4. Discomfort during urination – This more obvious symptom is described as a tight and concentrating stinging sensation when urinating, although it can feature other discomforting sensations. It’s important to keep track of your urinal patterns. If there are urinary symptoms, it can mean the cancer has spread to nearby tissue and you should consult with a physician for immediate attention.


5. Irregular urination – Changes in your urinary frequency and appearance can indicate cervical cancer. If you notice more frequent urination, your urine is discolored or with blood, or there are noticeable changes to your regular routine and the development of incontinence (loss of bladder control) you should seek medical input from a professional.


6. Pelvic pain – Although a fairly routine burden of being a women, if pains and cramps last for long bouts frequently, with pain more intense than regular and outside your menstrual period, this should be looked at by your doctor.


7. Back pain – This is a common symptom that can happen for a number of reasons, however if this is experienced along with a number of the other symptoms on this list, you should go for a medical check-up.


8. Irregular monthly cycles – Your monthly periods should reach a consistent level with characteristic symptoms after adolescence and if you notice a change in the regular routine, whether in frequency or symptoms, it’s best to contact a physician.


9. Painful intercourse – Discomfort during sex is called dyspareunia, and this unpleasant side effect can be a sign of cervical cancer. If it’s not cervical cancer it is still commonly linked to a disease and should be tended to by medical professionals.


10. Loss weight & fatigue – cervical cancer can deplete the number of healthy red blood cells because there will be a higher presence of white blood cells fighting the disease. This results in anemia, which leads to lower energy levels and weight loss. If you suddenly feel tired and lose weight for no reason, it doesn't automatically means you have cervical cancer, but if accompanied by other symptoms on this list it could serve as a warning sign. In either scenario if you have unexplained weight loss and fatigue, talk to your doctor.

Preventative measures

Unfortunately cervical cancer is hard to treat because too often it’s detected too late. The good news is that cervical cancer can be prevented with knowledge and save practices:

Pap smears – These tests are the best way to screen for the disease. Women ages 20 to 30 should have a test every 3 years.
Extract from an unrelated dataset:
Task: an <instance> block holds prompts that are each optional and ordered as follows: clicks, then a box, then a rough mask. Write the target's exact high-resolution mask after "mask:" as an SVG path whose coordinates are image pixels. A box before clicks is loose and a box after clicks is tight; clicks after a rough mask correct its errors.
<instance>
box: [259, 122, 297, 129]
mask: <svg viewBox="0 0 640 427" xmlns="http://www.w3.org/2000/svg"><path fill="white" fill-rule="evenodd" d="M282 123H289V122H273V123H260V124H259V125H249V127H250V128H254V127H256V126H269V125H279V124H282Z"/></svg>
From ages 30 to 65 every 3 to 5 years and women over 65 years don’t need screening if they’ve had 3 tests in a row with regular results.
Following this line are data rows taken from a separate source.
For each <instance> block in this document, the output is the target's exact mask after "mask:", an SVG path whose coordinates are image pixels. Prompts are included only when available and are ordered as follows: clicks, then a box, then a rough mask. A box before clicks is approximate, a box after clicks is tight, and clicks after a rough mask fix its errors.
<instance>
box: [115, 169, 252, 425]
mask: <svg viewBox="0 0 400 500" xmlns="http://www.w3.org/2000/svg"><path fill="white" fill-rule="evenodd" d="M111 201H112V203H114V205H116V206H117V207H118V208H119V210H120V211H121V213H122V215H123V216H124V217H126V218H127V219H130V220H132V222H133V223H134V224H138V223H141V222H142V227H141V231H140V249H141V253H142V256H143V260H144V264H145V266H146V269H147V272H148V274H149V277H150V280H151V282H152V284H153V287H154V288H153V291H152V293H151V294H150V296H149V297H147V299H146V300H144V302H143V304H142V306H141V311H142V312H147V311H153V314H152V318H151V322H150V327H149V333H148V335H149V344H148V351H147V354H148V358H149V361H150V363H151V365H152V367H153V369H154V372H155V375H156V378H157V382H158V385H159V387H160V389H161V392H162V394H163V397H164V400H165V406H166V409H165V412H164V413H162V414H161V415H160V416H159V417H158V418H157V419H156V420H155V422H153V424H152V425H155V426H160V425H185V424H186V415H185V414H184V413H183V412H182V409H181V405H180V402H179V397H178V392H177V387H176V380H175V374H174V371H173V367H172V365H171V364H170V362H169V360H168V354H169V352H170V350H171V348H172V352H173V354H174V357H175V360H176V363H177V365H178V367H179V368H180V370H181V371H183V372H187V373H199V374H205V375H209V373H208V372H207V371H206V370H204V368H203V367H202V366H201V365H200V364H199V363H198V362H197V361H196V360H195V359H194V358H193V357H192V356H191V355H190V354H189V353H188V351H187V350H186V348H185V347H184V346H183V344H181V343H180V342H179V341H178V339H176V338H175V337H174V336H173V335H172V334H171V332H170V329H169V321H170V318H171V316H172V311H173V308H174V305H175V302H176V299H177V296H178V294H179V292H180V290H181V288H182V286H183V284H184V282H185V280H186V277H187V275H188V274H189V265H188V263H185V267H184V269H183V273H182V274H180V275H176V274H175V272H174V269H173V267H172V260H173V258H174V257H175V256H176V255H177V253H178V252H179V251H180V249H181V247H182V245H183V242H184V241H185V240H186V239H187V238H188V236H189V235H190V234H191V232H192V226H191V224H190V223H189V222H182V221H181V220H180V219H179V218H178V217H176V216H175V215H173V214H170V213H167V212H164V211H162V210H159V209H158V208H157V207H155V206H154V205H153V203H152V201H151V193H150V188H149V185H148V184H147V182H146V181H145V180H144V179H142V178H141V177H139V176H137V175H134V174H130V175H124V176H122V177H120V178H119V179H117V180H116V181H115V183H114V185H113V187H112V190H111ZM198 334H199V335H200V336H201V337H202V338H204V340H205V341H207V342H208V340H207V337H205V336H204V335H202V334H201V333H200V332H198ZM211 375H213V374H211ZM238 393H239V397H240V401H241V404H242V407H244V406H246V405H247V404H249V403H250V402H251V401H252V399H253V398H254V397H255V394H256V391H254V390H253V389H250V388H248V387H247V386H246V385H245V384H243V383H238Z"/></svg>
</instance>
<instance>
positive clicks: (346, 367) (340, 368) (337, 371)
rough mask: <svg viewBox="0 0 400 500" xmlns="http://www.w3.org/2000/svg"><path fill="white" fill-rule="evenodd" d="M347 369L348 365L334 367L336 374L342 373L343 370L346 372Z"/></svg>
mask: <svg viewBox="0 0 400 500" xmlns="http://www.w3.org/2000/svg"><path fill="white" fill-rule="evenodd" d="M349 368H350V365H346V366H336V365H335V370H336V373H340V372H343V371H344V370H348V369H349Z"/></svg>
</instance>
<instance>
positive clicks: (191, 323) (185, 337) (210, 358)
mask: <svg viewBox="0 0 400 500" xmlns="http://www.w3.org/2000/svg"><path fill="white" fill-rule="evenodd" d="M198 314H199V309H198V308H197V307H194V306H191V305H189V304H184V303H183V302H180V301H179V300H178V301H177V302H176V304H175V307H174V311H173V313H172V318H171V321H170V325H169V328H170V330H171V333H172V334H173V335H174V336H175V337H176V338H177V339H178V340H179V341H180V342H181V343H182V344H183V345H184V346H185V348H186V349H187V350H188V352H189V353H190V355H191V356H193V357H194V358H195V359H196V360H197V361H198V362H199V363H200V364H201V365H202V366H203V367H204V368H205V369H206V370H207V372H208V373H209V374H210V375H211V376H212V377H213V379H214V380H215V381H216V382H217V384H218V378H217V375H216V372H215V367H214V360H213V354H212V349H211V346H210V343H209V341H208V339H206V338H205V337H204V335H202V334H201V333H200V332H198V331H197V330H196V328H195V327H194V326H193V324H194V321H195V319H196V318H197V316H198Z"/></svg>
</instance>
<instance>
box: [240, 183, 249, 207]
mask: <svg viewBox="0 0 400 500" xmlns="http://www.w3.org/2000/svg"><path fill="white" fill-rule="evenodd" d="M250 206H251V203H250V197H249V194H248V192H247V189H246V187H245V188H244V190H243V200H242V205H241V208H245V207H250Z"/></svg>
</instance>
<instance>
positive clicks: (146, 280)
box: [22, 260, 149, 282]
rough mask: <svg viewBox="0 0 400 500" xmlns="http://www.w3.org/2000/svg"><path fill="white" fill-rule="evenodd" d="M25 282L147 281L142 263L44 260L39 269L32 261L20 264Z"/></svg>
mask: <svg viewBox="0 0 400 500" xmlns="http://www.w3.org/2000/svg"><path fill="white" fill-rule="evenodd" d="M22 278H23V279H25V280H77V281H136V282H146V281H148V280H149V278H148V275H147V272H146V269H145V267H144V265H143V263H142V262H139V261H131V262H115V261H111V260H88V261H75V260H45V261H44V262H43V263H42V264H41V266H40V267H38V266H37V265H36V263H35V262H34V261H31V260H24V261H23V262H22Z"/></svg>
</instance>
HPV vaccine – Medical professionals recommend both men and women have this vaccine to prevent the disease that leads to cervical cancer.

Don’t smoke – Even secondhand smoke can increase the risk of contracting cervical cancer.

Protection against STDs – HPV can be deceptively asymptomatic. If you don’t have a firm grasp of your partner’s sexual history, and haven’t been tested together, always use protection.